When x = 0: A' = 0 and A" < 0
Hence, maximum A when x = 0
Maximum A = 3 (4 - 0²) = 12 (square units)

A = 3(4 - x²)
For max area find derivative of A and equate to 0
dA = 3(-2x)
dA = -6x
0 = -6x
x=0

For max area, A = 3(4-0²) = 12 sq units

This can be handled in a simple algebraic way. The vertex of the parabola y = ax2 + bx + c occurs when x = -b/(2a). In this problem b = 0, so the maximum occurs when x = 0 and A = 12

A = 3(4 - x²) = 12 – 3x²
differentiate and set equal to zero to get max/min
dA/dx = –6x = 0
x = 0
in other words, there is a max, and at x = 0
which is A = 12

you can see that by looking at the equation, A = 12 – 3x²
for x = 0, the A = 12, and as x increases, the area decreases, hitting zero for x = 2.

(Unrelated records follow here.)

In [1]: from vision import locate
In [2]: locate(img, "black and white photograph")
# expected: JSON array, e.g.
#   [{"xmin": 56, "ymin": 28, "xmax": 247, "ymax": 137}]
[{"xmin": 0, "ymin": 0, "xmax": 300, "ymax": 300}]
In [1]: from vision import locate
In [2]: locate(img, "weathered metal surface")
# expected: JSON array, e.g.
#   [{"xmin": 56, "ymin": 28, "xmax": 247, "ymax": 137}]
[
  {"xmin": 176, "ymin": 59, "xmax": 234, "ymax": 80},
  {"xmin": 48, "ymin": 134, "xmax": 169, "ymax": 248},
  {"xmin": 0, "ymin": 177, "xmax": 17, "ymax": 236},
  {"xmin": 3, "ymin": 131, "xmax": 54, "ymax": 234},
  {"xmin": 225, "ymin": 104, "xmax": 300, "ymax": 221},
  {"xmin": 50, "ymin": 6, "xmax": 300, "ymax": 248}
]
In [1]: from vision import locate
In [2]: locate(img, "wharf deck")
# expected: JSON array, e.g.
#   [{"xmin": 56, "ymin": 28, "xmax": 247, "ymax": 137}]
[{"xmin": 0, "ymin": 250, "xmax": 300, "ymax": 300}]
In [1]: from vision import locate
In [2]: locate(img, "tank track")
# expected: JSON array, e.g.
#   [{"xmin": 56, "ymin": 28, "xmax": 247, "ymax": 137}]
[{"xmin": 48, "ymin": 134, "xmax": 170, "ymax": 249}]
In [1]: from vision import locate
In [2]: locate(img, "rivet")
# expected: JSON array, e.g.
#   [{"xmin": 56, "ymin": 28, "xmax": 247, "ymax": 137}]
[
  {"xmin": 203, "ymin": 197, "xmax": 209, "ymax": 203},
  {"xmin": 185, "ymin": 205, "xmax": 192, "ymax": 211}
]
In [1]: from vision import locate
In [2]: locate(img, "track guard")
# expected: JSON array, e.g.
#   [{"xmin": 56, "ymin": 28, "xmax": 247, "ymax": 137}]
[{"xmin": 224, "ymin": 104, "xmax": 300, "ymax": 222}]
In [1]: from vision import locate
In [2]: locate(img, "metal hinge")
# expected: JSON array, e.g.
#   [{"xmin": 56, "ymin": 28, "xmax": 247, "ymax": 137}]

for x values <0 or >2, the function is not defined, as area cannot be negative.

Her area grows with x until the rate of increase dA/dx = 0 and it grows no more. That's the max.

We have A = 12 - 3x^2

So we have dA/dx = 0 = - 6x and x = 0.

There is no max on x. In fact, when we look at the A function we see that it forms a parabola, which has no maxium.